İngiltere’de geçirdiği iki yıldan sonra 1734’te yayınladığı Felsefi Mektuplar‘dan anladığımız kadarıyla, ‘’Fransa halkına, Newton’un yerçekimini nasıl açıklıyayım’’ diye kıvranırken bu elma hikayesini uydurdu. Aslında saygıdeğer bir çaba. Einstein bile, “Büyük annene izah edemediğin şeyi sen de anlamış sayılmazsın” diyerek “anlama ve anlatma” ilişkisine “nene” ölçüsü getirmiş. Yerçikimi kanunun, en fazla bilinen fizik kanunu olmasında bu elma öyküsünün payı büyük.

Newton’un başına elma düştüğünü ‘bilen’ herkesin mutlaka bildiği bir başka öykü daha var. Arşimet‘in hamamda suyun kaldırma kuvvetini bulup “Eureka! (buldum)” diye bağırarak, çıplak şekilde kendini antik Yunan şehri Sirakuz’un sokaklarına atması… Keyfinizi kaçırmak istemem ama çok büyük olasılıkla bu öykü de bir uydurma. Arşimet’ten yaklaşık iki yüzyıl sonra, inşaat mühendisi Vitruvius‘un kitabında yer almış ilk kez. Bu öyküde tasvir edilen hamam tekniği olanakların Arşimet döneminde var olmasının imkansızlığından hareketle, “bu öykü uydurma” diyen çok sayıda bilim tarihçisi var.
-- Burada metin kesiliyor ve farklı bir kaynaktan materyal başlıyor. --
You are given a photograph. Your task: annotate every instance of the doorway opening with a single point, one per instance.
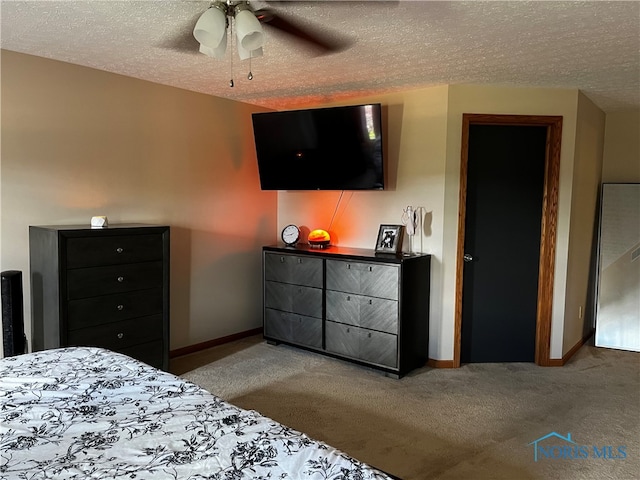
(543, 296)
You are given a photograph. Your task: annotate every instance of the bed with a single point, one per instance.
(83, 412)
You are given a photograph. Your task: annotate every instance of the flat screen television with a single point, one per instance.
(336, 148)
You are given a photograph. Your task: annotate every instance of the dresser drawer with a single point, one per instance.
(119, 335)
(373, 279)
(368, 312)
(362, 344)
(91, 311)
(294, 298)
(89, 282)
(293, 328)
(296, 269)
(113, 249)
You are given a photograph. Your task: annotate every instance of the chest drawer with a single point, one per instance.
(294, 298)
(90, 311)
(367, 312)
(89, 282)
(119, 335)
(373, 279)
(110, 250)
(295, 269)
(374, 347)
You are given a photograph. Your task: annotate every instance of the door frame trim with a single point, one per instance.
(548, 230)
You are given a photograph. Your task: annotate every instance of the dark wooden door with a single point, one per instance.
(504, 204)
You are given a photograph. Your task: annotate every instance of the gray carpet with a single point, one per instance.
(475, 422)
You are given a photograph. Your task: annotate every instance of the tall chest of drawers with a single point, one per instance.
(349, 303)
(104, 287)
Peki bu öykülerin uydurma olduğunu bilmek neden önemli? Ne zararı var ki bu iki öykünün? İtiraz şu: Bu uydurma hikayeler, bilimsel keşif ve icatların arkasındaki ömürlük çabayı siliyor. Ve önemli bilimsel keşif ve başarıların, “dahi” insanların “anlık aydınlanmalarının sonucu olduğu” gibi çok yanlış bir fikir veriyor. Ve okul sıralarında duydukları bu öyküler yeryüzünde milyonlarca genci, “ben video oyununun başından kalkmayayım, kısmette varsa gelir o ilham” yanlış düşüncesine itiyor.
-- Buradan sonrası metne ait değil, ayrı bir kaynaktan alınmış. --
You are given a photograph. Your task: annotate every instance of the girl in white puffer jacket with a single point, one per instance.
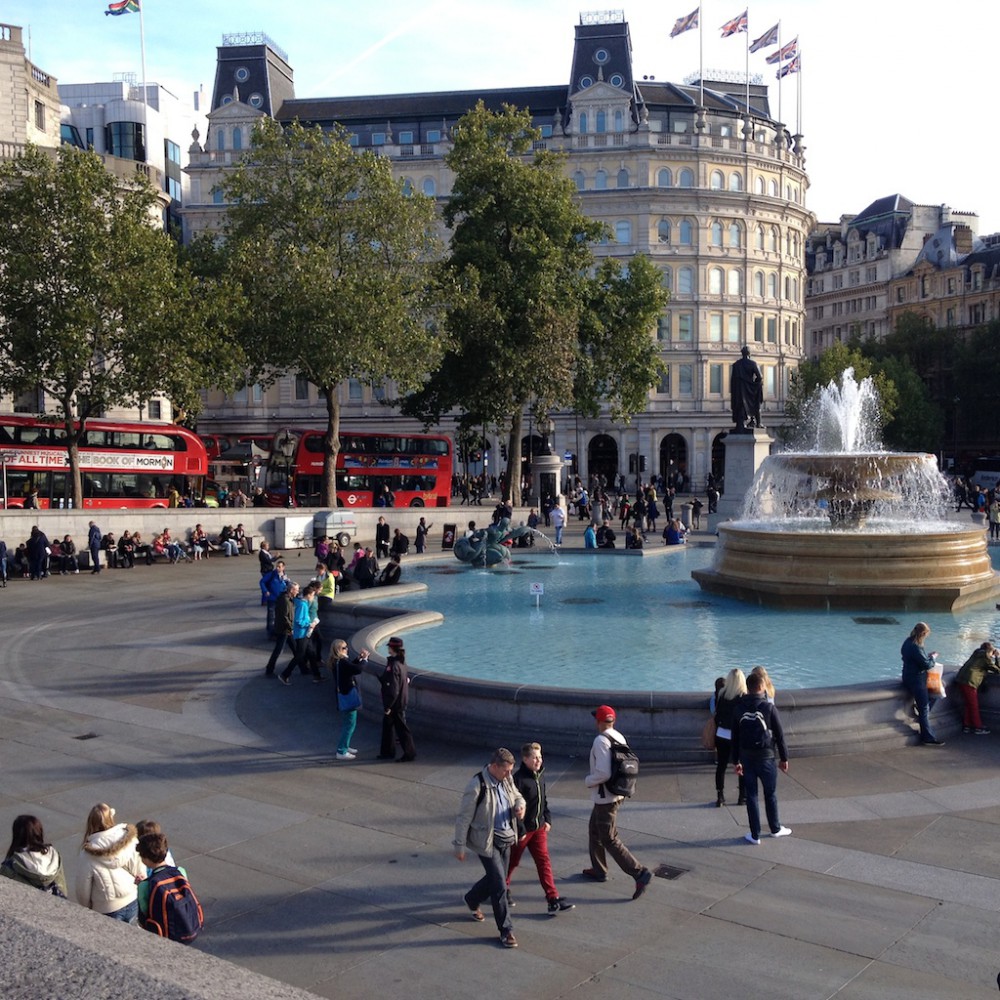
(109, 866)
Ben bu iki öykünün uydurma olduğunu ilk kez Jonah Lehrer’dan öğrendim. En çok da Lehrer’ın dikkat çektiği ve milenyum gençliğinin önemli bir kısmının hiç duymadığı bir kavramı vurgulamasını önemsedim: ‘sebat’. Lehrer, tıpkı yüzyıllarca olduğu gibi yeni çağın bilimini de bu eski erdemin, yani sebatın şekillendireceğinde ısrarlı. Bilim, dehaların değil, “sabırla emek harcayanların” sahası olageldi ve bundan sonra da öyle olacak.
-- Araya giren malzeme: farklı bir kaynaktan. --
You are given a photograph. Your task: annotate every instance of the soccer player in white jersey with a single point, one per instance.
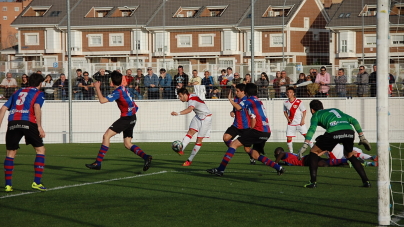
(295, 113)
(201, 123)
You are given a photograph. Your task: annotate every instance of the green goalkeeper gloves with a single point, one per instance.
(363, 141)
(302, 150)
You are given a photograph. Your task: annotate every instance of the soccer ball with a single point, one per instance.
(176, 146)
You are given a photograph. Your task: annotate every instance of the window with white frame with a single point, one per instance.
(397, 39)
(206, 40)
(306, 22)
(347, 42)
(316, 36)
(31, 39)
(370, 40)
(344, 46)
(95, 40)
(184, 40)
(116, 39)
(275, 40)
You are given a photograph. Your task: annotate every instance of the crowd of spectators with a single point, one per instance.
(164, 85)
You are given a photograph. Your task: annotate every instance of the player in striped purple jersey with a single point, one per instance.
(124, 124)
(258, 133)
(25, 120)
(241, 121)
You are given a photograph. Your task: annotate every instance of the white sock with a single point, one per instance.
(290, 146)
(186, 141)
(194, 152)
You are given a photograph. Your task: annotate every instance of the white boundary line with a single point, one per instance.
(83, 184)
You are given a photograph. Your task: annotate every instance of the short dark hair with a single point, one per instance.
(291, 89)
(278, 151)
(241, 87)
(116, 78)
(35, 79)
(251, 89)
(183, 91)
(316, 105)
Herşeyden önce ‘sebat’ ve ‘sabır’ aynı şey değil. Sabır, başınıza gelen bir olumsuzluğa karşı ya da kaçınması zor, çekici bir hatayı yapmamaya tahammül etmek gibi anlamlara geliyor. Sebat ise, bir çabanın kısa vadede sonuç alınamazsa bile pes etmeyip ısrarla devam ettirilmesi manasına geliyor. Bu anlamda sabrın pasif görünüme karşı aktif bir erdemdir.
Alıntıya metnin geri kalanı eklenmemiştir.